Mr. Hur, in his report, detailed how his findings about Mr. Biden were far different from those of special counsel Jack Smith about Mr. Trump, who has been charged with willfully retaining classified documents.
Mr. Trump hyped March 12 as a “Big day in Congress for the Biden Documents Hoax,” while casting himself as being unfairly targeted.
“The DOJ gave Biden, and virtually every other person and President, a free pass,” he said. “Me, I’m still fighting!!!”
FBI agents searched Mr. Trump’s Florida estate in 2022 and removed boxes of documents marked as classified after he refused multiple requests from the National Archives to return them.
Mr. Biden, by his own admission in the interviews, has retained such a sprawling assortment of photos, documents, and artifacts from his more than 50 years in public life that he can’t keep track of everything.

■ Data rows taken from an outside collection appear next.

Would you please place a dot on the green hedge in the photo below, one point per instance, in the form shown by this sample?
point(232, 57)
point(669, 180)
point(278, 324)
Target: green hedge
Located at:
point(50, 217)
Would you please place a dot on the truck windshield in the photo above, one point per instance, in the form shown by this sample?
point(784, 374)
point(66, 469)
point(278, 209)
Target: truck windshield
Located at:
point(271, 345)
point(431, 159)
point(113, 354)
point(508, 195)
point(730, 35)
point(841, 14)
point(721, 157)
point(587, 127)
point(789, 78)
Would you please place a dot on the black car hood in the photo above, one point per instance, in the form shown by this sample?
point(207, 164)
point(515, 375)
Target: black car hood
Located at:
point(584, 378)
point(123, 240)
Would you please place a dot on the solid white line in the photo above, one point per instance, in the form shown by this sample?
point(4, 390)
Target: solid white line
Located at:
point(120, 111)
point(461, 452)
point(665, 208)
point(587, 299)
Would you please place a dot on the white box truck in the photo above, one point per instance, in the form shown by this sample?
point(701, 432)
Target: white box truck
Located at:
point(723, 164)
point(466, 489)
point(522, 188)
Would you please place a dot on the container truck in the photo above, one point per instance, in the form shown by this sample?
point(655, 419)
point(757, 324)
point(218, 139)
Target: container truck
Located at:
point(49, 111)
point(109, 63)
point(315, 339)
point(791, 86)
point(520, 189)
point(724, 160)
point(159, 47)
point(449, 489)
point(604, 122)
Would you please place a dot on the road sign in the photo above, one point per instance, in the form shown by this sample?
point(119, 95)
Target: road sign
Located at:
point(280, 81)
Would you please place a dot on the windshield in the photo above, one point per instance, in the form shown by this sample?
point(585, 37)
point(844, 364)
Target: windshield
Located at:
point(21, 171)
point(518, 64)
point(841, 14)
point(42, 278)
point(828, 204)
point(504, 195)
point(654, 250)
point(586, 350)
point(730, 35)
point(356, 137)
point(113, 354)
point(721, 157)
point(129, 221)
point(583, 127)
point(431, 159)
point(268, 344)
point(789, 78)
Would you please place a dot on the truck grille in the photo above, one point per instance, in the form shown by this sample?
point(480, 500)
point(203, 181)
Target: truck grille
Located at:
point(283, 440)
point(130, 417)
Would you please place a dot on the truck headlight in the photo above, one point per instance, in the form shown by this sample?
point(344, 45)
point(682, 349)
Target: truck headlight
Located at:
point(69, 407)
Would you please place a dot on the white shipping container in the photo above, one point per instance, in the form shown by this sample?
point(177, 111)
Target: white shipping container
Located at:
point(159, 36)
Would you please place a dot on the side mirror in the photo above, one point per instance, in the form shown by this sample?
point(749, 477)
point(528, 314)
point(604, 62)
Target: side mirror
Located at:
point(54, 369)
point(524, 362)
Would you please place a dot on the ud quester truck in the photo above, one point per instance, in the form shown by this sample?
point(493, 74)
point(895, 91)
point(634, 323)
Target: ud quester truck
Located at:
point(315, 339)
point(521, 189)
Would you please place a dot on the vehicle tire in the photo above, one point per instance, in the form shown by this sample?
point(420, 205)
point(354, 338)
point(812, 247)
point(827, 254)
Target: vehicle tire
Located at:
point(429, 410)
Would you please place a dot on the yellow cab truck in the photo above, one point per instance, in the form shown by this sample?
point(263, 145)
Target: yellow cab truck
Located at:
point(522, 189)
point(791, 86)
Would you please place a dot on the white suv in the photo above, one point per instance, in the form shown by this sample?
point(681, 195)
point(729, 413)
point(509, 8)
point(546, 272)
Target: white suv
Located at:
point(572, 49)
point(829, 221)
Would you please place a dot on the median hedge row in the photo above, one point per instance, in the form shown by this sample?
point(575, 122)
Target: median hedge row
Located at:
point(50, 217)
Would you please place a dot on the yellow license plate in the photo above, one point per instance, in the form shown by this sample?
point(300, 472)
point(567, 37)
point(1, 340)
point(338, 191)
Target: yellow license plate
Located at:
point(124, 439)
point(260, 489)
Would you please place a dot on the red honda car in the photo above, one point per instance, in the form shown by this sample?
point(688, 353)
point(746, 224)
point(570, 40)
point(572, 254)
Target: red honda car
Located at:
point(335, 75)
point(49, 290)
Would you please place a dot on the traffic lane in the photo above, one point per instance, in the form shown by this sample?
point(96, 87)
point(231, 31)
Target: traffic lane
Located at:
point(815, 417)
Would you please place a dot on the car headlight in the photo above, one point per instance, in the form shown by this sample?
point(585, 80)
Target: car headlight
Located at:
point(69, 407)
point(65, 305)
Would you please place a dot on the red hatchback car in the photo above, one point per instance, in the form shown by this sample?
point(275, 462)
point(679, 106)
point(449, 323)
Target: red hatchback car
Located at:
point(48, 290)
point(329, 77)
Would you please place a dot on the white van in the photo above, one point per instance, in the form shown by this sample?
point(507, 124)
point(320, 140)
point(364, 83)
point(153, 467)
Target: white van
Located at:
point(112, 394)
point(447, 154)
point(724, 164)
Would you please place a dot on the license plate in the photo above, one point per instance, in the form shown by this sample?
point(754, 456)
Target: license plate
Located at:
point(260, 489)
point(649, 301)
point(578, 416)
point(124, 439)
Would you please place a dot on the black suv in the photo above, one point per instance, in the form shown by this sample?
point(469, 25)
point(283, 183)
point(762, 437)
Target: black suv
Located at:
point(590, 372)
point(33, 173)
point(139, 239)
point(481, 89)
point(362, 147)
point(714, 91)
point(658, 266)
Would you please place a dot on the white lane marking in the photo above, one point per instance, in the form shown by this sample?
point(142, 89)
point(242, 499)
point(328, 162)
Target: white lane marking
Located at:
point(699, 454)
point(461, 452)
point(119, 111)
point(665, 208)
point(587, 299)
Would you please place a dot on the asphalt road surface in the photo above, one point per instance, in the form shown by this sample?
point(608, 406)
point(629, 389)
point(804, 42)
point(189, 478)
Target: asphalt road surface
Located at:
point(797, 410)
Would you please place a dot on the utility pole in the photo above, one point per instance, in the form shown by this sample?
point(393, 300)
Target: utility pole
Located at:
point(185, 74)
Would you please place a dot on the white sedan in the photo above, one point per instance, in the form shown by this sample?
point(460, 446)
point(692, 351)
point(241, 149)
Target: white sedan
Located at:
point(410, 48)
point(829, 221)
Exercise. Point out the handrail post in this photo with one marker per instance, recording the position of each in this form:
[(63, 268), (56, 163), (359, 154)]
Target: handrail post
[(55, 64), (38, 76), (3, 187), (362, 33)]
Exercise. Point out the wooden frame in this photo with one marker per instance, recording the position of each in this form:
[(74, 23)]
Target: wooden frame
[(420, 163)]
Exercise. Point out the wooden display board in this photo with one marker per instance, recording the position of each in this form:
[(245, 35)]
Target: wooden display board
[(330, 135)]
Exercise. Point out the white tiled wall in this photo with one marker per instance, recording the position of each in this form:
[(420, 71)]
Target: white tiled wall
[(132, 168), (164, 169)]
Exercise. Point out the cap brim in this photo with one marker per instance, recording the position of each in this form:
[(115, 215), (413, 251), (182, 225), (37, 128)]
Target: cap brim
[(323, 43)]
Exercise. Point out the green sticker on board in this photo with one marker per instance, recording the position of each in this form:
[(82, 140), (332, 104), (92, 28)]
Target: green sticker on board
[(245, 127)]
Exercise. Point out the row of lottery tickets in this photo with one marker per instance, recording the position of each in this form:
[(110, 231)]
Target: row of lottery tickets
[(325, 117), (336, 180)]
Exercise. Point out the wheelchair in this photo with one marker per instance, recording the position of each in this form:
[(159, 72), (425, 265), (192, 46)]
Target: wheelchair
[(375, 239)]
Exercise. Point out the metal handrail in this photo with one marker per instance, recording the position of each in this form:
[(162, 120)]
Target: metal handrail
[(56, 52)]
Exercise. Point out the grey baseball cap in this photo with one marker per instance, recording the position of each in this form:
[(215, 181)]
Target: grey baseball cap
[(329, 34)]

Mr. Biden first sat down with Mr. Hur during a time of crisis, one day after the devastating Hamas attack on Israel on Oct. 7.
He entered the first day of the interview having just gotten off the phone with Israeli Prime Minister Benjamin Netanyahu, part of a series of calls meant to prevent the attack from spiraling into a wider regional confrontation. At multiple points, when Mr. Hur suggested a pause, Mr. Biden encouraged prosecutors to keep going, saying, “I’ll go all night if we get this done.”
Mr. Biden said that he left it to his staff to safeguard classified information that was presented to him, often leaving papers on his desk in heaps for aides to sort through and secure.
“I never asked anybody,” Mr. Biden said. He noted that much of his staff had worked with him for years, to the point where they didn’t need direction from him.
Confusion over the timing of the death of Mr. Biden’s adult son Beau – who died May 30, 2015 – was highlighted by Mr. Hur in his report as an example of the president’s memory lapses. But the transcript shows that Mr. Hur never asked Mr. Biden about his son specifically, as a visibly angry Biden had suggested in comments to reporters the day the report was released.
The transcript suggests that the exchange was less revealing about Mr. Biden’s memory than Mr. Hur let on, and that Mr. Biden’s recollection of it during his emotional White House remarks was incorrect.
Mr. Hur asked Mr. Biden about where he kept the things that he was “actively working on” while he was living in a rental home in Virginia immediately after leaving the vice presidency in January 2017. And in that context, it was Mr. Biden himself who brought up Beau’s illness and death as he talked about a book he’d published later in 2017 about that painful time.
“What month did Beau die?” Mr. Biden mused, adding, “Oh God, May 30th.”
A White House lawyer then chimed in with the year, 2015.
“Was it 2015 he died?” Mr. Biden asked again.
Mr. Biden went on to recount in detail the story contained in his book, “Promise Me, Dad,” of how his late son had encouraged him to remain engaged in public life after the Obama administration ended.
This story was reported by The Associated Press. Associated Press writers Eric Tucker in Washington and Alanna Durkin Richer in Boston contributed to this report.